News

Giving Down by Half in Church of God in Christ

New presiding bishop says budget is top priority for the black Pentecostal denomination.

Christianity Today April 15, 2021
Brendan Smialowski / Getty Images

Giving to the Church of God in Christ (COGIC) fell by nearly 50 percent during the COVID-19 pandemic. The church’s new presiding bishop, who took office on March 20, said he will have to make finances a top priority his first year.

J. Drew Sheard Sr. has a full agenda for the 8.8-million member global church, which is the fifth largest denomination in the US. He has to fill vacant leadership roles, wants to develop programs to strengthen marriages and families, and hopes to unify COGIC after an unusually competitive election, with several bishops vying to lead.

But because of the coronavirus, Sheard will have to focus on the budget first.

Sheard, 62, is nonetheless confident that God chose him for this moment of leadership. Among other things, the seasoned minister—who is the son of ministers and grandson of a man ordained by COGIC founder Charles H. Mason—is good at math. Sheard is a former math teacher, with a master’s of education in mathematics.

“I believe the favor of God has been on my life since I was a younger preacher, and he has blessed me in every facet of my life as far as my ministerial career was concerned,” Sheard told the Commercial Appeal in Memphis, where the historic black Pentecostal denomination is headquartered. “I believe over the years, and I say this very humbly, I believe God has taken note of me that he could trust me.”

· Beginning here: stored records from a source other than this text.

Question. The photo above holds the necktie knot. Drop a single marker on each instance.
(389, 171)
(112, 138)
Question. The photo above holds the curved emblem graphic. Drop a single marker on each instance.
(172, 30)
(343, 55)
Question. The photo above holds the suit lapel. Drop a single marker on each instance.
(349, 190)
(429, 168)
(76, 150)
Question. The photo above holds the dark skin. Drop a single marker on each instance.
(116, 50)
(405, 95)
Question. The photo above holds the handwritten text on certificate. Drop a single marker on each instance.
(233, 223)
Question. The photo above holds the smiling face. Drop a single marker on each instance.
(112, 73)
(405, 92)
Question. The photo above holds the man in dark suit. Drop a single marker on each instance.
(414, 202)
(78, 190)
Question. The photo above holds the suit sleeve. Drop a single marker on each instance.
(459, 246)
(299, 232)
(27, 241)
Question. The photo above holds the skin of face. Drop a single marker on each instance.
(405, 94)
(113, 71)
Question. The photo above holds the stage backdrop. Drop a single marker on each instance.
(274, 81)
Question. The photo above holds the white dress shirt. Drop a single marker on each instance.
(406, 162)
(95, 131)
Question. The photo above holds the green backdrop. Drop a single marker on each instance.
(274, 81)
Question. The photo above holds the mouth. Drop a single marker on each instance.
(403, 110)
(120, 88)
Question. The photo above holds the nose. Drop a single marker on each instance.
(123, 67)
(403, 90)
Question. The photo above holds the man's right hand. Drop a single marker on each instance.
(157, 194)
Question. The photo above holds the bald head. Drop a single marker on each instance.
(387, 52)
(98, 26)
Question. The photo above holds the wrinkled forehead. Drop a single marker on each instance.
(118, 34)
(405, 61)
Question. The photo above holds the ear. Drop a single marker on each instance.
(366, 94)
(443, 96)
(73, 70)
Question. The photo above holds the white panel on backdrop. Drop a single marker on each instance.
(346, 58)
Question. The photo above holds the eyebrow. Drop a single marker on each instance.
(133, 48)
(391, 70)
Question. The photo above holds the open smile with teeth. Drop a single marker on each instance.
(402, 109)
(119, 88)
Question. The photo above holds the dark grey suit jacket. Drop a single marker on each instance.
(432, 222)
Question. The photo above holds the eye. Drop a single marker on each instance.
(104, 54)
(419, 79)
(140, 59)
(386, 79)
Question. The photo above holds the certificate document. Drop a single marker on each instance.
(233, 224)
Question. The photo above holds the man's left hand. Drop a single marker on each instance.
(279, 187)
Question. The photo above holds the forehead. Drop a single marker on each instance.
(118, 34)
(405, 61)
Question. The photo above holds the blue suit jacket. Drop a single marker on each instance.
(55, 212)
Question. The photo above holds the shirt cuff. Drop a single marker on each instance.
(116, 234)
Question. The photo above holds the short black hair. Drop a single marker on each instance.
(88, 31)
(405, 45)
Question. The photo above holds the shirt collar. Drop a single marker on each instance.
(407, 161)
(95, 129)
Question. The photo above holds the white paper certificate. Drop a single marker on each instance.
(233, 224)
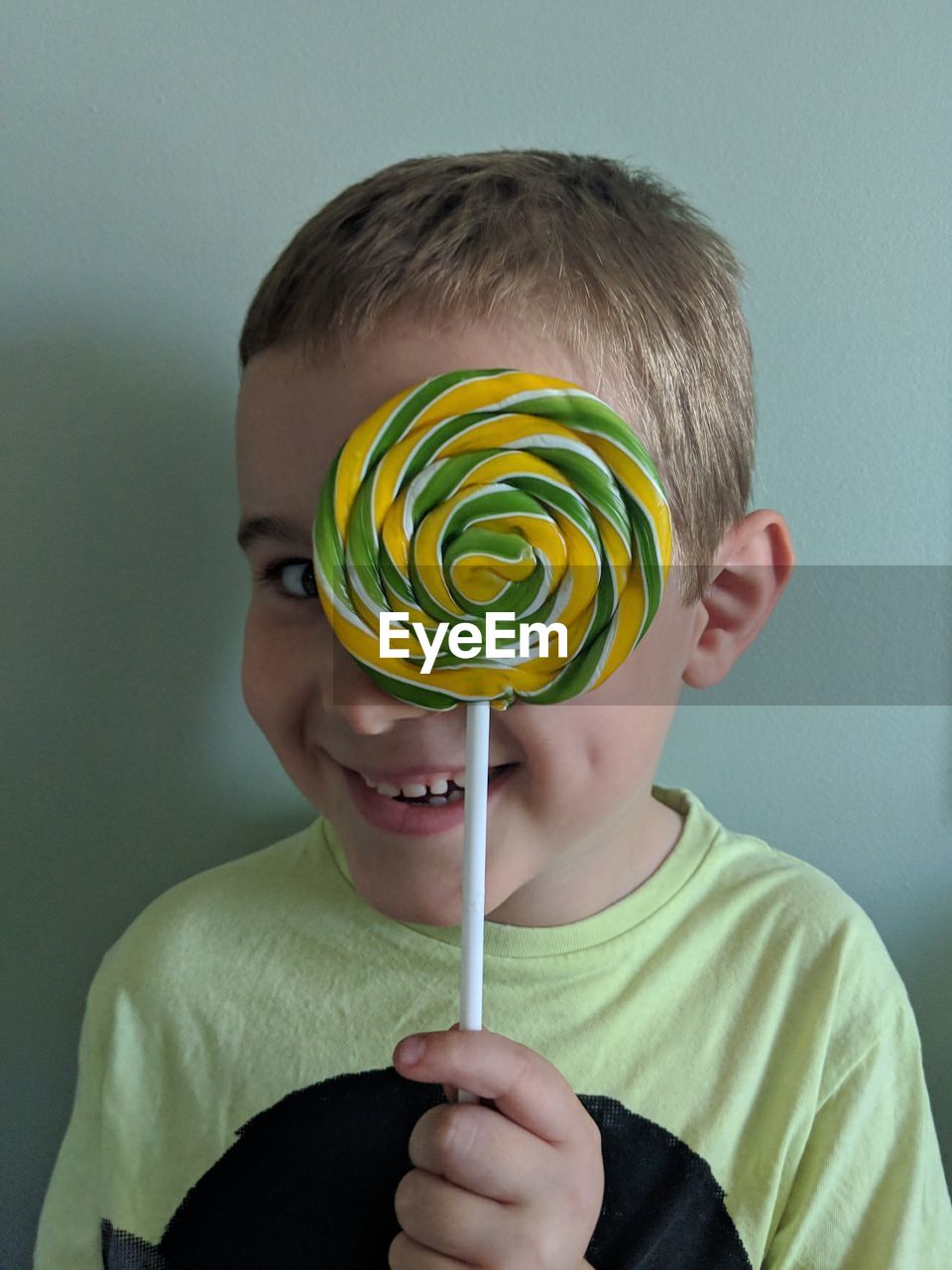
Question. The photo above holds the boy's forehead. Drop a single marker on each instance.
(295, 413)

According to the Evangelical Council for Financial Accountability, about 42 percent of churches have seen giving decline during the pandemic. While the majority of evangelical churches in the US saw tithes remain steady or even increase, one out of five churches had to tap into cash reserves and reduce staff to make it through.

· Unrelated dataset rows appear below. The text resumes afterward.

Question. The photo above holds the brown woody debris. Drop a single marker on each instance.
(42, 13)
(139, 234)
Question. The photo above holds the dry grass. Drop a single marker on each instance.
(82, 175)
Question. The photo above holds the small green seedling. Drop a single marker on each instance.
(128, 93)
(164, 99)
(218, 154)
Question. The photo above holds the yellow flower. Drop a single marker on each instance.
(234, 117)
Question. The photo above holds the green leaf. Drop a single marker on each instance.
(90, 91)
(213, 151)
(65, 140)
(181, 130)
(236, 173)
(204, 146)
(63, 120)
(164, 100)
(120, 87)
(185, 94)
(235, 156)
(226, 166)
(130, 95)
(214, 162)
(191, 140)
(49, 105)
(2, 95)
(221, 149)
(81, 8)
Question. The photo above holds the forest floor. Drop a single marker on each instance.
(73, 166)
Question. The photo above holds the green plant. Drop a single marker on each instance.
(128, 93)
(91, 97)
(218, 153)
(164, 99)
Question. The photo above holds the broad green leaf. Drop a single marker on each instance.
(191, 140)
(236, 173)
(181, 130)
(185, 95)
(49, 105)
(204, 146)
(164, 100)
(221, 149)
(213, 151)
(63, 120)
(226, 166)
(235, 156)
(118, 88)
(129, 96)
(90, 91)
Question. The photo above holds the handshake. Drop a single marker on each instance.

Pentecostal churches, where worship is often understood to be very physical, and African American churches, where the gathering of a community can be seen as testimony to God’s goodness, have been especially hard hit by the safety precautions limiting or prohibiting congregations from coming together.

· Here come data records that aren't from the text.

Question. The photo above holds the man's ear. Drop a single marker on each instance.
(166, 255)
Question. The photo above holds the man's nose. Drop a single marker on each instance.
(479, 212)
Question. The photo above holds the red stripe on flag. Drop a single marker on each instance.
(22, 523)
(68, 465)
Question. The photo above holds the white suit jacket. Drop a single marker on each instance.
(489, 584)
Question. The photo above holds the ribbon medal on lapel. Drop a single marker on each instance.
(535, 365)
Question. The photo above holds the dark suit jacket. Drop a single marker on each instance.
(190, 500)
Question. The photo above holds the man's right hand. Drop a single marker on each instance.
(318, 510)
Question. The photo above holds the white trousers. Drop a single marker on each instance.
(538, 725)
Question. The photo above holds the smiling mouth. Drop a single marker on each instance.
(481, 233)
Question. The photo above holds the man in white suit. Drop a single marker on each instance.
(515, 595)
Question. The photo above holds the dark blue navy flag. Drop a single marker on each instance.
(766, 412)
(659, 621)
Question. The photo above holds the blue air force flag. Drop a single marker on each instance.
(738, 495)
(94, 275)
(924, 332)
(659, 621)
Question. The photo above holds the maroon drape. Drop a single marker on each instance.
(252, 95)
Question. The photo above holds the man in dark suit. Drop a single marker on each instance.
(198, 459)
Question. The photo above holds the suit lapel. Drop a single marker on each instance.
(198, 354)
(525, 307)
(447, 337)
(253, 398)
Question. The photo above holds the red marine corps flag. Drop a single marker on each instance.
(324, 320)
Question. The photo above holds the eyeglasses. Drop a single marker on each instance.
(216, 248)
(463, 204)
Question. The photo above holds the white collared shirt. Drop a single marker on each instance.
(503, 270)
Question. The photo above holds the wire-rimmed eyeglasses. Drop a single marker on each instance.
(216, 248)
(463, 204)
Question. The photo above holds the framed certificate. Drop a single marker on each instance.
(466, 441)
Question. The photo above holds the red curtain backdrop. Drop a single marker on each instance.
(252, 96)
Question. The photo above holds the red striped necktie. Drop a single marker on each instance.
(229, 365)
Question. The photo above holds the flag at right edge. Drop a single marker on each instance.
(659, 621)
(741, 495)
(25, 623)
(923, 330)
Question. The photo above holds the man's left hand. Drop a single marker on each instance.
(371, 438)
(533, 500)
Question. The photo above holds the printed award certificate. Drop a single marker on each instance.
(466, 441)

While some churches have resisted health department recommendations and local government restrictions, COGIC called for strict adherence after numerous denomination leaders got sick with the coronavirus and at least a dozen bishops died.

In Michigan, where Sheard pastors at Greater Emmanuel Institutional Church of God in Christ in Detroit, three COGIC bishops and five superintendents were killed by COVID-19.

Sheard felt the tragedy at home, as well. His father and mother both contracted COVID-19, and his mother, Willie Mae Sheard, died in the hospital April 2020, about a year before she could see her son rise to lead COGIC.

“My mother was an encourager who encouraged everyone to be the best they could be,” Sheard told the Detroit News. “She believed in doing the right thing and being true to God.”

Black and Hispanic people have been disproportionately impacted, according to the Centers for Disease Control and Prevention. One study showed that 34 percent of people who die from the coronavirus are black, even though black people only make up about 12 percent of the US population.

The crisis led outgoing leader Charles E. Blake Sr., COGIC’s presiding bishop since 2007, to take a strong stance on public health rules. He called for a day of prayer and fasting to summon “heaven’s help in mitigating this dreaded disease,” and said that “all Church of God in Christ local, district, state and international gatherings should absolutely cease” until the pandemic is past.

The policy led to the decline in giving and the budget crisis that greeted Sheard on his first day. It’s a plight Blake can certainly sympathize with, since he inherited an $800,000 budget deficit when he took charge of COGIC 14 years ago.

In a 2016 speech, Blake said he knew a job promotion would bring new challenges, but leading COGIC was more challenging than he expected.

“The devil has some tricks that you’ve never seen before,” he said. “New level, new devil.”

Blake borrowed money to meet the church’s budget obligations but paid off the debt the following year and balanced the COGIC budget. He campaigned to increase giving $10 million by 2016 and instituted COGIC’s first-ever financial audit. The audit found an additional $10 million that had not been accounted for, as the denomination’s departments and ministries operated with increasing financial independence. Blake consolidated COGIC control of the departments and oversight of the budget.

Some of those COGIC ministries have rushed to meet the needs of the pandemic. The Department of Evangelism sent out 1,000 prayer cloths to replace the church’s practice of laying on hands to pray for healing, and hosted regular weekly prayer gatherings online.

“They pray the old fashioned way, calling on the name of Jesus,” Bishop Elijah Hankerson III said in a recent report. “The flame of evangelism has never gone out. And it won’t ever go out until Jesus comes back.”

Ministers in the department typically receive honorariums for their committee work, but everything in 2020 was done on a volunteer basis. So far, Hankerson said, they have also not been paid in 2021.

Sheard will have to look for other ways to save money as he sets the budget for the coming fiscal year. Top leaders in COGIC have expressed confidence, however, that he is the man for the job.

Bishop David Hall, pastor of Temple Church of God in Christ in Memphis, called the new presiding bishop a “visionary.”

“He can see beyond those things that are immediate,” Hall said, “and he puts a long plan to them.”